Culture Secretary Jeremy Hunt said on Friday he would hand over text messages and emails to a press ethics inquiry over claims that he broke the rules in his dealings with Rupert Murdoch's media empire.
Hunt said he would submit all emails and texts that he sent to his former special adviser Adam Smith, who resigned on Wednesday saying that his "activities at times went too far."
It was Hunt's job to assess whether the government should approve the BSkyB bid in the face of opposition from other media groups who feared it would give the Murdochs too much influence over the British media.
"I will be handing over all my private texts and emails to my special adviser to the Leveson Inquiry," Hunt, who also has responsibility for the London Olympics, told reporters outside his London home.
"I am confident that they will vindicate the position that I handled the BSkyB merger process with total integrity."
The Leveson Inquiry was set up by Prime Minister David Cameron last year to look into the phone-hacking scandal at Murdoch's now-defunct News of the World tabloid, and into relations between the press, politicians and police.
Cameron has refused to open a separate government investigation into whether Hunt breached the ministerial code, saying that Hunt will address the claims when he appears before the Leveson Inquiry.

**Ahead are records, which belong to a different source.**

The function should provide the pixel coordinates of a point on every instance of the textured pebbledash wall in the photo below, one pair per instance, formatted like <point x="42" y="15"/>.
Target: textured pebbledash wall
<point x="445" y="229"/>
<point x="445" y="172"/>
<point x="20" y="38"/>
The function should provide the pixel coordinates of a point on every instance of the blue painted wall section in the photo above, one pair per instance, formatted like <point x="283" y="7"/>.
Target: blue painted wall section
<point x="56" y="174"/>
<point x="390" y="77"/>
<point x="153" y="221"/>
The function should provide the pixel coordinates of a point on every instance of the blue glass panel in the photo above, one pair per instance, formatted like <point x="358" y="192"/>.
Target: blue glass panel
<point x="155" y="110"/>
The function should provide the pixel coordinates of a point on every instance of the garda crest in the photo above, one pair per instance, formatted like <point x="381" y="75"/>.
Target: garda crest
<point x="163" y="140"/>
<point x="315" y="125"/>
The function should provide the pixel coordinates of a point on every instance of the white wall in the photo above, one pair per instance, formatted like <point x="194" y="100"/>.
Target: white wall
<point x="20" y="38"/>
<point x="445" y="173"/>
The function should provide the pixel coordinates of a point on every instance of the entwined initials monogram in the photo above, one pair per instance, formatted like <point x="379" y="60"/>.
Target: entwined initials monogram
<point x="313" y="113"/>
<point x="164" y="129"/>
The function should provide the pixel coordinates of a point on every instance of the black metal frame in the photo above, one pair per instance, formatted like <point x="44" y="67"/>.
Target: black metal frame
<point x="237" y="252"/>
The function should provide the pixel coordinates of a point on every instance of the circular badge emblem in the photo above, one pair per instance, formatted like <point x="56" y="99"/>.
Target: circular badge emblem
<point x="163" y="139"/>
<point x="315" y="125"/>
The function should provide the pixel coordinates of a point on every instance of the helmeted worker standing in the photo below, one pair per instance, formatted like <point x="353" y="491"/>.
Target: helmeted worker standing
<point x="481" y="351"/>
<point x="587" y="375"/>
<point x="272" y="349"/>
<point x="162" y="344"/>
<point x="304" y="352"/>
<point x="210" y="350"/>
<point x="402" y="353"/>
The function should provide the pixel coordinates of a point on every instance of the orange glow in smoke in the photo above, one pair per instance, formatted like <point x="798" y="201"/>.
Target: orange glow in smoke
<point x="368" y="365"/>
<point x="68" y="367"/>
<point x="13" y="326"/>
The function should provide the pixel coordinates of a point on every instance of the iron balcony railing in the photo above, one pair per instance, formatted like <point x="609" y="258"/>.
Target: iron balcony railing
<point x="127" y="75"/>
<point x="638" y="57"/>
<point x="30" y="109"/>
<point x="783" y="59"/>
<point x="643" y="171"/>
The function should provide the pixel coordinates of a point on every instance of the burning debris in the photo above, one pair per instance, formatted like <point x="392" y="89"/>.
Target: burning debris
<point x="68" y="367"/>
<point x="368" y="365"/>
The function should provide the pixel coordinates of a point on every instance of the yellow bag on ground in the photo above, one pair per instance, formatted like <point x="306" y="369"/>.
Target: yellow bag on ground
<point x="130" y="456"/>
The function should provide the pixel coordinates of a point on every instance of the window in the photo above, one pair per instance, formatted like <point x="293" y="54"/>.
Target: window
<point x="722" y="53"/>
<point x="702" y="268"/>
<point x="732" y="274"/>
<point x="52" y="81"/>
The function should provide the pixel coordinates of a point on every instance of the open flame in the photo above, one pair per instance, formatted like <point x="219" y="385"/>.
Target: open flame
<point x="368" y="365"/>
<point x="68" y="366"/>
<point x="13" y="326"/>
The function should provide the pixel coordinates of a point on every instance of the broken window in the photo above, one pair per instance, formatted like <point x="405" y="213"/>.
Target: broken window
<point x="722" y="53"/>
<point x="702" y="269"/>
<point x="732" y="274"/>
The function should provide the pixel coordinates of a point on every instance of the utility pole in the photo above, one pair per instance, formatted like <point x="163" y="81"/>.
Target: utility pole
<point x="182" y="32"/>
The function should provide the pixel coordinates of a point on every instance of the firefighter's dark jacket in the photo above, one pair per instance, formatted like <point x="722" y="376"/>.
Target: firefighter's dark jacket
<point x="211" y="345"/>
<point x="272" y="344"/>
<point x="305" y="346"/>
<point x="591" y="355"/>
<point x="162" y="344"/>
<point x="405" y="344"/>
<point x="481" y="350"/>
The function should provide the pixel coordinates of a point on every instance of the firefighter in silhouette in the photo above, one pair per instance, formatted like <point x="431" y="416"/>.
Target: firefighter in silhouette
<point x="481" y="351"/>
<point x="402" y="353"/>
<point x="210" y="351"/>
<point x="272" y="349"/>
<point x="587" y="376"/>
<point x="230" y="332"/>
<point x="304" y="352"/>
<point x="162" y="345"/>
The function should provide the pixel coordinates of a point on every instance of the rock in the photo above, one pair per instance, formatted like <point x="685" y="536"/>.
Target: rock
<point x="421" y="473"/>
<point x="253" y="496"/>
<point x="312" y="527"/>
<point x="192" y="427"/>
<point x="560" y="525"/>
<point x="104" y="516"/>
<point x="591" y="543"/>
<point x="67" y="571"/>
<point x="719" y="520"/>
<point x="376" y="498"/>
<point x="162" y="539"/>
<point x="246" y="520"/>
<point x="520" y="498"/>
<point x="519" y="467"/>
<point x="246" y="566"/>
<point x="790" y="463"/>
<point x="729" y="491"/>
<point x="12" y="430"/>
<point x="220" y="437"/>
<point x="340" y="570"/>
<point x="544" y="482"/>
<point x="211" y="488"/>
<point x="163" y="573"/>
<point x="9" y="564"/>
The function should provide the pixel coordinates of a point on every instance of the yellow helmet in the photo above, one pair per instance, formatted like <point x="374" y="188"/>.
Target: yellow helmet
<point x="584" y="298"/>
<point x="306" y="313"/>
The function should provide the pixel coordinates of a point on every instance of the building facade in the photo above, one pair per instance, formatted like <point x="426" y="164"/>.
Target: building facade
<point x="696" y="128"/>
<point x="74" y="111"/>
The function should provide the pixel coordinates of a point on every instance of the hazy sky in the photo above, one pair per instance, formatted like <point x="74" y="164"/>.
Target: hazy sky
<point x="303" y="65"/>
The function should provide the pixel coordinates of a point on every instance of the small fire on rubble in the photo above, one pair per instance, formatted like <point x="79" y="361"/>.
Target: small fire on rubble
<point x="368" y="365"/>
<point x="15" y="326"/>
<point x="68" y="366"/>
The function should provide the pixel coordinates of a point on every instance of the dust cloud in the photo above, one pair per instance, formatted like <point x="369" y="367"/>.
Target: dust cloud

"What I cannot understand is why the matter of the ministerial code of conduct, which is to do with do you take responsibility for your special adviser, is not something the Prime Minister should immediately refer to the person who has been given the job of doing that," Hughes told BBC TV.
Smith resigned after texts and emails between him and a News Corp. lobbyist, Frederic Michel, emerged during testimony by Rupert Murdoch's son James to the Leveson Inquiry.